当年还是在临安的赵府,夏儿与王氏情同姐妹,于是王氏一直将采买东西的事情交给她去做。正因常年在外与人接触,竟与一读书的公子产生了私情。王氏知道后念及情谊不仅为夏儿赎身,还给了她不少金银作为嫁妆。
那书生原本是好的,对夏儿呵护有加,惹得其他丫鬟好不羡慕。谁知好景不长,那书生自从考上举人后便得一些金陵贵人的赏识,做了侯府的门客,于是便嫌弃起夏儿来。用她的金银流连于花楼春院,夏儿知道后在争执中竟被负心郎失手杀害。
正所谓世事无常,福祸相依。
赵衍随手拿起一本书,正想翻看,余光却看见了夏儿愈发挺翘的屁股。这一看便像是眼睛被勾了魂。
这时赵衍感到一股热气上涌,一种久违的感受出现在了自己下身,他不由地发出感慨:“我去!终于可以了吗!”一直困扰着他的问题终于解决了,快十五岁的他一直没有能出现正常反应,害得他还以为自己是个阳痿。
这突然的声音却让夏儿心下一惊,身子往后一退,屁股正好碰上了赵衍的下身。
两人同时发出一声惊叫。小丫鬟急忙转身道:“公子,你没事吧,我弄痛疼你了吗?”
赵衍感受到了一股完美的触感,而夏儿娇弱的声音听得赵衍的骨头都酥了。
赵衍脑子里出现了许多禽兽的想法,但想到夏儿还是个孩子,赵衍摆了摆手说:“没事没事。”他又退后了几步,有些局促地拉着衣衫,生怕下身的异常被小丫头看出来。
“公子,你是不是病了?我刚刚感到你身上好像有什么东西?”夏儿眨了眨眼睛,整个脸颊都红了。

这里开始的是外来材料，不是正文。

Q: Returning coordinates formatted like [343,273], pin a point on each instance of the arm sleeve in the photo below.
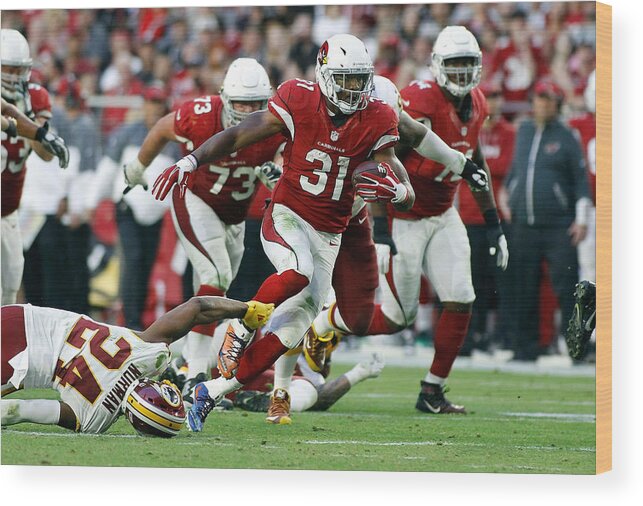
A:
[278,105]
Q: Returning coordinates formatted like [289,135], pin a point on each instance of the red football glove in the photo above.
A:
[179,173]
[387,188]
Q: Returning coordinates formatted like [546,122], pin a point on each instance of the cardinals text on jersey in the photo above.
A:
[319,157]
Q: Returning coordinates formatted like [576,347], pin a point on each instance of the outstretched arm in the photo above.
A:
[202,310]
[22,124]
[155,140]
[404,195]
[46,143]
[429,145]
[258,126]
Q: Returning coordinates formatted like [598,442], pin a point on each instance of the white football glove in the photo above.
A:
[269,173]
[135,174]
[383,257]
[54,144]
[501,252]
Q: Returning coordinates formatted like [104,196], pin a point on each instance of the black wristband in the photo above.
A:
[40,133]
[491,217]
[380,226]
[12,129]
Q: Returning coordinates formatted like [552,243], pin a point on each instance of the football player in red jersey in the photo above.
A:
[497,137]
[585,125]
[95,366]
[33,101]
[355,278]
[209,217]
[431,238]
[331,126]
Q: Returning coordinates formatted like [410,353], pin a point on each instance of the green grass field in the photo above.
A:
[518,423]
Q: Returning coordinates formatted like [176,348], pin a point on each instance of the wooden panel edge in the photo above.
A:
[604,237]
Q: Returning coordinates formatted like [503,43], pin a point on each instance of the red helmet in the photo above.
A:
[154,408]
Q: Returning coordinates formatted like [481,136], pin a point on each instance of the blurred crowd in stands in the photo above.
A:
[99,64]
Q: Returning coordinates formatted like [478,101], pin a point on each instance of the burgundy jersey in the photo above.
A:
[497,145]
[227,185]
[320,157]
[434,185]
[585,125]
[15,151]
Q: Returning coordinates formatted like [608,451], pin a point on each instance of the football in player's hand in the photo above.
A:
[368,167]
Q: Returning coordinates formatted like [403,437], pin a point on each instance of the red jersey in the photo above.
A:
[15,151]
[320,157]
[585,125]
[497,145]
[227,185]
[434,185]
[514,73]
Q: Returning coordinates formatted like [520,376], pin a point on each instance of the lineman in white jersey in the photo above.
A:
[91,364]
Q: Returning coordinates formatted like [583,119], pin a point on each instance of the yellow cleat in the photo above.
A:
[279,409]
[316,348]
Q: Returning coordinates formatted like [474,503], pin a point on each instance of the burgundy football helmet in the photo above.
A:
[154,408]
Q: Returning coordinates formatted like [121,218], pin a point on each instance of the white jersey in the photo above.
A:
[91,364]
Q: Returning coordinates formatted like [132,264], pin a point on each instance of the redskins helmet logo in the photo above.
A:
[170,394]
[322,58]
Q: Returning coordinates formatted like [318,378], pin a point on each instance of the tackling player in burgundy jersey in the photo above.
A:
[209,217]
[431,238]
[94,365]
[332,126]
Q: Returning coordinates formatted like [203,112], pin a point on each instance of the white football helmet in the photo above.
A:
[14,52]
[341,59]
[154,408]
[385,90]
[245,81]
[456,60]
[590,93]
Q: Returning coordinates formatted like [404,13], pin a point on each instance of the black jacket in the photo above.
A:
[547,175]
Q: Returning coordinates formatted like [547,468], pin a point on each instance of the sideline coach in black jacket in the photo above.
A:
[549,202]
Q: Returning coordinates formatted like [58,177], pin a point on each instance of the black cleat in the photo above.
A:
[252,400]
[583,320]
[188,386]
[432,400]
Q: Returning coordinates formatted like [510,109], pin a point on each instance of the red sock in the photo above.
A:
[259,356]
[279,287]
[379,324]
[208,328]
[449,338]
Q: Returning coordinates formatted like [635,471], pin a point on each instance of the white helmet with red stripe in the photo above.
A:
[154,408]
[16,62]
[344,72]
[456,60]
[245,81]
[385,90]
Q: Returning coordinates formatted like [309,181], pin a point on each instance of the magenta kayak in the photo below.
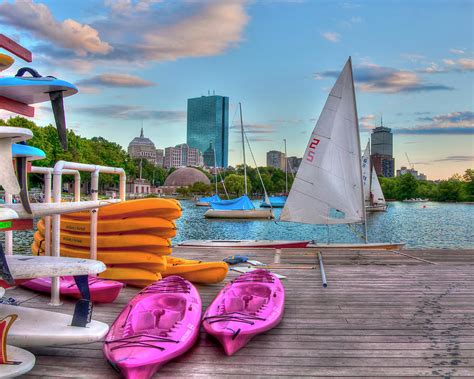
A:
[102,290]
[249,305]
[160,323]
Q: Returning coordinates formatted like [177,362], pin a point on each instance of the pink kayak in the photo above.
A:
[249,305]
[159,324]
[102,290]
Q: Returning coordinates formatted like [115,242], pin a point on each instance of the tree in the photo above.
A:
[407,187]
[235,184]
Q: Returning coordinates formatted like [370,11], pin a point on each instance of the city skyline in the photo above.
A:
[416,71]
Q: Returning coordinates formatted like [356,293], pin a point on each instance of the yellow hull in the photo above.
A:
[196,271]
[132,276]
[108,241]
[142,225]
[163,208]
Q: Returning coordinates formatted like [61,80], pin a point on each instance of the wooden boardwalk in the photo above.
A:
[382,315]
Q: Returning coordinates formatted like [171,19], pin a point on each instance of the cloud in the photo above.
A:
[132,112]
[450,65]
[367,123]
[459,123]
[116,80]
[374,78]
[456,158]
[457,51]
[254,129]
[38,20]
[331,36]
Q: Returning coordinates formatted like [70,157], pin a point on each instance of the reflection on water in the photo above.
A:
[420,225]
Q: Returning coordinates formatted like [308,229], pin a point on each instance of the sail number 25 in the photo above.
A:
[312,149]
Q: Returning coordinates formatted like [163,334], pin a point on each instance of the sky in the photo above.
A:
[136,62]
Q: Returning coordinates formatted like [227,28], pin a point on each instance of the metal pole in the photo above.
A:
[243,147]
[9,234]
[94,214]
[323,273]
[55,241]
[286,170]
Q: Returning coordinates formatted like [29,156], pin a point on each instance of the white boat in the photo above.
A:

赵衍总觉得小丫鬟好像知道了点什么,急忙道:“都说了没事了,我这样子哪像有病?你什么时候胆子这么大了?居然敢说本公子有病!”赵衍装出一幅凶狠的样子吓唬她,夏儿却笑着跑了。
“你个死丫头!”赵衍笑骂了一句。
这时赵浔的声音传来:“夏儿,二哥在吗?”正遇到迎面跑来的夏儿。
夏儿轻笑了几声说:“在的在的,不过现在不方便。嗯呵!”红着脸小跑着出了院门。
“什么不方便?”赵浔丈二和尚摸不着头脑,也没多想便进了赵衍的屋子。
只见赵衍锁着眉头,一只手摸着自己的下边,另一只手撑着床。
赵衍见到赵浔后便生出一副异常难看的表情。
“二哥这是在干嘛?”赵浔下意识问。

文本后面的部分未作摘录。